JM gave Heritage Tavern an A-; Nichole gave Heritage Tavern a B+ (see our grading rubric).
Retro naming is all the rage in Madison, as if it communicates something about the nature of your storied cuisine. Vintage... Old Fashioned... Heritage... Certainly, you can find quality food at places whose names range from soup to nuts, but the shorthand of naming yourself something old is equal parts small-c conservative (though the Heritage Foundation does cross the mind) and trying to build in more tradition than you can rightly claim.

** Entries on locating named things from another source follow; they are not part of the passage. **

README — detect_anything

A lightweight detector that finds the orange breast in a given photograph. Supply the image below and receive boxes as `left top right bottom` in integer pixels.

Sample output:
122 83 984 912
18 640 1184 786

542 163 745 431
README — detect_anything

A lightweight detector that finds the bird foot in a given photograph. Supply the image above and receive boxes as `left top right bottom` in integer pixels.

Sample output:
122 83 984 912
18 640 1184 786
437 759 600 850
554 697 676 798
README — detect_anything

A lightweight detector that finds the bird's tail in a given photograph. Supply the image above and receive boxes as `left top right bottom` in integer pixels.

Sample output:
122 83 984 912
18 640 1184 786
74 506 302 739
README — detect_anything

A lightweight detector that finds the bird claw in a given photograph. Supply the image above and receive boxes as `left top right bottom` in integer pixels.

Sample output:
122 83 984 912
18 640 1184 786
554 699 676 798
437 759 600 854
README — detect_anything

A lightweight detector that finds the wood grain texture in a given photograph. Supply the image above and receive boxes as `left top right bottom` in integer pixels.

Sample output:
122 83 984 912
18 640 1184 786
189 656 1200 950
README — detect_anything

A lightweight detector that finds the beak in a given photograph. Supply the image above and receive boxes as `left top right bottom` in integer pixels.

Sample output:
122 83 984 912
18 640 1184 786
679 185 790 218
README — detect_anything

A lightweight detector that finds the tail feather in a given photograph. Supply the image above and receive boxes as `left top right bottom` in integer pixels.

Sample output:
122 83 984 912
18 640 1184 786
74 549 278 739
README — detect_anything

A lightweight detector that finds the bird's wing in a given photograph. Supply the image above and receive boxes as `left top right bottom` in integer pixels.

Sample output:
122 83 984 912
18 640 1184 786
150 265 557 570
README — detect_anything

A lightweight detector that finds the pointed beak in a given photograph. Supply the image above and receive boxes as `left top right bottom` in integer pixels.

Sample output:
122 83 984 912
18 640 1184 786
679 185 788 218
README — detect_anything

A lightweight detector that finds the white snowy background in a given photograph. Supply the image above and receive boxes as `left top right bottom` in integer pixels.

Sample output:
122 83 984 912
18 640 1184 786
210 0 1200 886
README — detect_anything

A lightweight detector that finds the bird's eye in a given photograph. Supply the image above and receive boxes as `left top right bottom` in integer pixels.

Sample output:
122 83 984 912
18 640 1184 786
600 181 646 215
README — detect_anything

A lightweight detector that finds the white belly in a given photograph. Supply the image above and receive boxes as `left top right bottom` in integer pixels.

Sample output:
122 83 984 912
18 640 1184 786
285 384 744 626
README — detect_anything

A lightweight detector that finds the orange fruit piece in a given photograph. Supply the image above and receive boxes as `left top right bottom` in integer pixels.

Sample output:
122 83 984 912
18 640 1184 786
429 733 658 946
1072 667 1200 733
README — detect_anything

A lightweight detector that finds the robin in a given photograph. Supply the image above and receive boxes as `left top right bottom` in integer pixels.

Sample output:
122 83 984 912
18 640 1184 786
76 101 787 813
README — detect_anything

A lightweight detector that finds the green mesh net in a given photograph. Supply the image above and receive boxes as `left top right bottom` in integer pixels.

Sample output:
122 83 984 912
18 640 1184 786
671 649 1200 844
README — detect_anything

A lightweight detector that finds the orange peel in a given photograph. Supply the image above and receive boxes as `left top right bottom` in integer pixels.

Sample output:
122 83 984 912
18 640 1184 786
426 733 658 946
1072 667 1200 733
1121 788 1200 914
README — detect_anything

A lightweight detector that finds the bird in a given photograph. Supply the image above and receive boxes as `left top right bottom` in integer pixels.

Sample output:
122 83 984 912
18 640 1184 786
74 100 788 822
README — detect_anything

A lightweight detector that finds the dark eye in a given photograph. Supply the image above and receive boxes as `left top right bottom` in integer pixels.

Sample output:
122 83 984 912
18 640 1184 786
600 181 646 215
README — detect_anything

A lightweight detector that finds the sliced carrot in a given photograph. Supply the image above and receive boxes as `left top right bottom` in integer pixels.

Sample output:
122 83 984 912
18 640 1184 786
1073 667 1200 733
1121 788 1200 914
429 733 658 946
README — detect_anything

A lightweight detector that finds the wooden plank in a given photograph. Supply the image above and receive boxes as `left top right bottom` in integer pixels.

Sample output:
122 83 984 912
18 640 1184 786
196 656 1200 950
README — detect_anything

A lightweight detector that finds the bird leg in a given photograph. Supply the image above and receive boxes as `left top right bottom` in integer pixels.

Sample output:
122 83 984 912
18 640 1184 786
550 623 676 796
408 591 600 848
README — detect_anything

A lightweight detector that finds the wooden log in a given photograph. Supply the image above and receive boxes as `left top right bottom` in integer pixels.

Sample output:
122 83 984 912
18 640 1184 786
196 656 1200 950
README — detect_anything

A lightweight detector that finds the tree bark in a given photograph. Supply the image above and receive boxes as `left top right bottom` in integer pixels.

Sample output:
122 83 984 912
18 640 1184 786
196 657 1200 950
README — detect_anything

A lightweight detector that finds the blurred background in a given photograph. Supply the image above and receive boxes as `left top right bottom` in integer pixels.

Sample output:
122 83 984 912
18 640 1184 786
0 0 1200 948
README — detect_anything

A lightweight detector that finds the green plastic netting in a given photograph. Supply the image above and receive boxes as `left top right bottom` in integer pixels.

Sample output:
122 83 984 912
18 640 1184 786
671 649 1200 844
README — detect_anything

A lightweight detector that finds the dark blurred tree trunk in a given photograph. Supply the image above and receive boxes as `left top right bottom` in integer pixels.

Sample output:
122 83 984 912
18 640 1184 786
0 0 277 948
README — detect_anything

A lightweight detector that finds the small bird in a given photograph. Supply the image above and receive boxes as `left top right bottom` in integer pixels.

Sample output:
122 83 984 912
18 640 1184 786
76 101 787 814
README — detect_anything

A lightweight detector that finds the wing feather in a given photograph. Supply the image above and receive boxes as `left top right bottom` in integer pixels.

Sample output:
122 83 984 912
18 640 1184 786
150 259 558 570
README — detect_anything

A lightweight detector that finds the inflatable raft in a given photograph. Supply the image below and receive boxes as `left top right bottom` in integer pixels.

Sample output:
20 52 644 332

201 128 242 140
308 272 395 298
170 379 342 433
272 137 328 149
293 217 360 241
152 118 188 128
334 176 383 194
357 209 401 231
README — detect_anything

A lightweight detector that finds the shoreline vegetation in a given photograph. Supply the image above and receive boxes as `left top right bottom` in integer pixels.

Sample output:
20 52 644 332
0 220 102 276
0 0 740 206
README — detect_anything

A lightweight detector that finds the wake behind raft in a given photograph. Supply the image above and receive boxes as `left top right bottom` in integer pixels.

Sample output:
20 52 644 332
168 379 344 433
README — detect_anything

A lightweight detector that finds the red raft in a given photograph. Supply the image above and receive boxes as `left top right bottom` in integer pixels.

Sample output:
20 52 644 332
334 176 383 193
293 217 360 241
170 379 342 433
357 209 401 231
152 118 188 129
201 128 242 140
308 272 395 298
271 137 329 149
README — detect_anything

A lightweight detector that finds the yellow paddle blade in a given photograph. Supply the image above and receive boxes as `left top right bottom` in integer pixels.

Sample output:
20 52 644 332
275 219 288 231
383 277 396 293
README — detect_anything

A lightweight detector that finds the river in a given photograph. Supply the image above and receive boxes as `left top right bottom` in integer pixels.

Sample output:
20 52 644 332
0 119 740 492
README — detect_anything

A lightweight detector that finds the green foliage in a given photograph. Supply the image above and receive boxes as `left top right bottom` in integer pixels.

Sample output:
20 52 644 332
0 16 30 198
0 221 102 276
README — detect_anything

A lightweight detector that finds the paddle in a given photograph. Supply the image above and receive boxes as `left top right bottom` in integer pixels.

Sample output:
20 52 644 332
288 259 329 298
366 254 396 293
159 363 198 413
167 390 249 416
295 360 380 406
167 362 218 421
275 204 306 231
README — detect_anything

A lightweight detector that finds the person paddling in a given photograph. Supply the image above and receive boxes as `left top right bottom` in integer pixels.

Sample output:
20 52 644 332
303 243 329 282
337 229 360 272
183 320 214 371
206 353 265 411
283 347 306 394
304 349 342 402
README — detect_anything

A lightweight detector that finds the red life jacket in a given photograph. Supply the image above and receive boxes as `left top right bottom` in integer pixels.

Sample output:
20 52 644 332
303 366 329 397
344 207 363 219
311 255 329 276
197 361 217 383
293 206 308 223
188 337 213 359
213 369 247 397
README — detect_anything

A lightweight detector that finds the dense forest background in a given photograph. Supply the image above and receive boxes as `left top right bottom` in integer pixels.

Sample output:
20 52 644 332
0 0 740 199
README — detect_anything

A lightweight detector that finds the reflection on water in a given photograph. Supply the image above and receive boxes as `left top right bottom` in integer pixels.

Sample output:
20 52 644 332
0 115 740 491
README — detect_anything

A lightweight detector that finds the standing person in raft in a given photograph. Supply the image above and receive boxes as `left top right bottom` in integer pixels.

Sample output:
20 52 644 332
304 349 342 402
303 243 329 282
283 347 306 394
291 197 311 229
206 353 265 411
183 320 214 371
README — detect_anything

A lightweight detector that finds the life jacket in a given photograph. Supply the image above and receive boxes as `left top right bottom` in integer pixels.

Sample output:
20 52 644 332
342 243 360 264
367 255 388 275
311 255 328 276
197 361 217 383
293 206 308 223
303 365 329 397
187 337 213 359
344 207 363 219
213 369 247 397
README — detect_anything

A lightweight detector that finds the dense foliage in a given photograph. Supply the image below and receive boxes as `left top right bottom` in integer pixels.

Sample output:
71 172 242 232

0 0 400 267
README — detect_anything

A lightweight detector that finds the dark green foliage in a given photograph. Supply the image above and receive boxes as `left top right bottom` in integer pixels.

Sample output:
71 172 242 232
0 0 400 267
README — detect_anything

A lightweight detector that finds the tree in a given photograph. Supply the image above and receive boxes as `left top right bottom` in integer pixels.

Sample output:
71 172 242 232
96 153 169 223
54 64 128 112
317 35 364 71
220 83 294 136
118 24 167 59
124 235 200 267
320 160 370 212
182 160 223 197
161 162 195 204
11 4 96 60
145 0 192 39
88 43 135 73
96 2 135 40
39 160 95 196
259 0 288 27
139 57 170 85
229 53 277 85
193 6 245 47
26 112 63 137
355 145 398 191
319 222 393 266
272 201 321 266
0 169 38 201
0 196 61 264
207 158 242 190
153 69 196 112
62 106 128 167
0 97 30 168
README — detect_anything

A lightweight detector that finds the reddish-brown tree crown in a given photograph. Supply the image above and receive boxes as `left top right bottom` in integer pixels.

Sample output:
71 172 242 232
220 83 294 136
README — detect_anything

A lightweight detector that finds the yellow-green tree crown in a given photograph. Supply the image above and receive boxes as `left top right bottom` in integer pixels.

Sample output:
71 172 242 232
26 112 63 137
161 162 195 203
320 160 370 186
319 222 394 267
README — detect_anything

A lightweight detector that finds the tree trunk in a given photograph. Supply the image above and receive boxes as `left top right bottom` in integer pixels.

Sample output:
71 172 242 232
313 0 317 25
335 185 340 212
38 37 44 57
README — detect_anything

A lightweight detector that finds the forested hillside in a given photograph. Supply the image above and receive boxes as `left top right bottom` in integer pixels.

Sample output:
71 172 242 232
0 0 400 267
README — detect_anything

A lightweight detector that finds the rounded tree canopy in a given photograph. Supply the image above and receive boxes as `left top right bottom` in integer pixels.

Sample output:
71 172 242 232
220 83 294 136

On the night we went, and most nights, the server assured us, we could have walked into Heritage Tavern and ordered a whole roast suckling pig to eat family-style, and it would be ready in about an hour. The whole menu is the kind of production that we'd like to call sophisticated, but hesitate to, because that implies that we have some broader knowledge, and what we actually mean is it's way above our heads. Some key words popped out - Au Bon Canard duck breast, Waygu beef, and Mangalitsa pork, for example. So, Heritage is a place for food people.
As it turns out, we didn't eat anything with feet. We only noticed that in retrospect - it wasn't an ideological stance or anything. Though it turned out to be a cheap way to go.
The bread plate was nice. There were baguette slices brought in from either Batch or Madison Sourdough (dang, we are off our game), fresh butter, and a generous pile of fleur de sel that Nichole put on everything because she just loves salt. There was a little jar of pickled asparagus, too, more on that later.
The bouillabaisse was a wonder of fishy goodness in both senses. In many ways, there was seafood here that JM just plain would not have eaten if it hadn't been coated in buttery soup. The flavor, though, was right, with more spices than specifically seafood-y overtaste. This all turned out to be good because Heritage had the JM-style problem, namely everything looked great except for one thing in each preparation that scared him off. In some ways, the less he knows about what's on his plate, the better.
The vegetarian scallion pancake & root vegetable slaw dish was pretty, and colorful. The cubes of fried tofu were amazing - soft and light. The slaw, carrot planks and long, unruly red and green cabbage shreds, came in a creamy white soy dressing. The gochujang butter, made with Korean fermented chili paste, added a bite to the works. The cashews were chewy little nuggets and the fried farm egg was delicious; probably the least fun but most filling part of the dish was the actual pancake, which seemed a little overcooked.
Based on the not-so-wonderful asparagus (woody and greyish) that came with the bread plate, and the little dish of kimchi with the scallion pancakes, the pickle program at Heritage could use some fine-tuning. The flavors were OK but the textures were just a little soft, and the colors unappealing.
Other than that, Heritage offers a high-end experience at just below market prices. That makes it a go-to spot for after work drinks and fancy dinner, but it sure seems like Madison has a lot of these places and we can only hope that each one survives the others.